Despite its complexity, the immediate management of a patient with a Left Ventricular Assist Device (LVAD) in the Emergency Department (ED) is relatively straightforward.
A left ventricular assist device is a type of implanted mechanical circulatory device that increases cardiac output by pumping blood into the aorta in patients with advanced heart failure (HF). While the first LVADs operated with volume-displacement pumps, the technology of current devices (2nd and 3rd generation LVADs) works by means of frictionless electromagnetic engines that avoid contact between the bearings and the blood chamber. This fact is clinically relevant because the result is continuous blood flow, which will not produce a traditional pulse pressure waveform. Additionally, compared to prior versions, these devices have fewer complications such as hemolysis and thrombosis.
While emergencies in these patients remain infrequent events in the ED, indications for implantation of LVAD have expanded. As the prevalence of advanced HF is increasing, it is expected that the use of this therapy will increase exponentially in the next years. Current indications for LVAD placement are as a bridge to transplantation, as a destination therapy in those who are not candidates for a transplant or as a bridge to recovery, when the etiology of the failure is expected to resolve (e.g., myocarditis).
This is a not a comprehensive review of LVAD management; rather, we aim to describe the general initial approach to a patient with an LVAD presenting to the ED.
Although many things can happen to patients and their LVADs, all emergencies have a common final pathway leading to acutely decompensated heart failure (ADHF). Remembering this concept will facilitate the workup and management significantly.
Gather information about the device, including type, date of implantation and indication. Make every effort to alert and discuss the case with the LVAD coordinator and the implantation team. These patients are complicated and a team approach including emergency physicians, cardiologists, intensivists and cardiac surgeons is necessary.
Patients need to be monitored aggressively. Remember that ventricular arrhythmias are frequent in this population. Since current LVADs produce continuous flow, automatic manometers will be useless. Instead, patients should have a mean arterial pressure (MAP) measured, which is obtained with a manual sphygmomanometer and a Doppler or ultrasound as a surrogate for auscultation. The pressure at which return of flow is heard by Doppler or seen by ultrasound during deflation of the cuff will be the MAP, which in LVAD patients fluctuates between 70-90mmHg.
Occasionally the device can malfunction. Typically the LVAD will stop creating the humming sound from the propeller and often will emit an alarm (i.e. battery problem or decrease in flow). In this scenario, it is helpful to review device-specific troubleshooting recommendations from the manufacturer.
MyLVAD EMS Field Guide offers a great resource to obtain information on how to troubleshoot any device.
In patients in extremis, either respiratory failure or cardiovascular collapse, immediate interventions are needed. Specific diagnoses to consider in this situation include:
Management is very similar to non-LVAD patients, with regular resuscitation algorithms and medications but with emphasis on early surgical consultation for the management of mechanical issues.
Considerable controversy exists about the ability to perform chest compressions for the resuscitation of LVAD patients in cardiac arrest and cardiovascular collapse. Although there is recent evidence supporting the safety of compressions in this setting, current manufacturer recommendations are to not perform CPR. We recommend that the decision regarding compressions should be at the clinician’s judgement and if possible after discussion with the implantation team.
Acutely decompensated heart failure (ADHF) occurs in 20-25% of the patients with an LVAD and constitutes the common final pathway of multiple device and non-device related problems. From a conceptual and practical perspective, it is useful to organize the approach in the following manner.
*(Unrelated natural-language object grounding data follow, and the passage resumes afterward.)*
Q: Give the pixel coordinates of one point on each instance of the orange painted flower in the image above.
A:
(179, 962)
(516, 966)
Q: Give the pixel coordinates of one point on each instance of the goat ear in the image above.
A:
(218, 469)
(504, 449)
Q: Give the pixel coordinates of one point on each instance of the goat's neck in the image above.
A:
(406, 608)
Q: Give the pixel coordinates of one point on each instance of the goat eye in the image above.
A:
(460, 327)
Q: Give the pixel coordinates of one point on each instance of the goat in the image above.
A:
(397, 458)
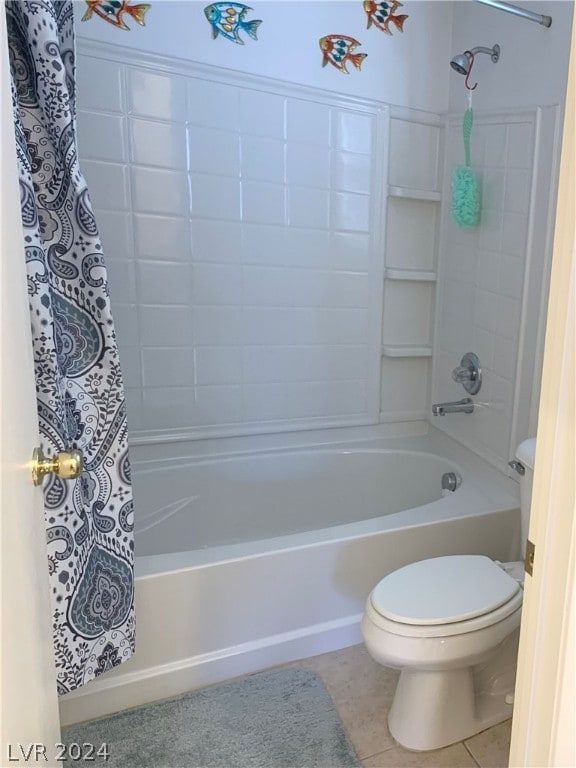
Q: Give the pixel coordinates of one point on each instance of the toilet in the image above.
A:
(451, 625)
In patients with LVADs, the etiology for ADHF is commonly the worsening of their intrinsic cardiomyopathy; however special consideration should be given to pericardial tamponade, pump thrombosis and severe hypovolemia.
Arrhythmias are very common in this population and they are a common reason for presentation to an ED. Fortunately severe arrhythmias are much better tolerated in this population as a component of the left ventricle flow is independent of the intrinsic rhythm.
The management of arrhythmias in this population does not differ from the management in a regular population.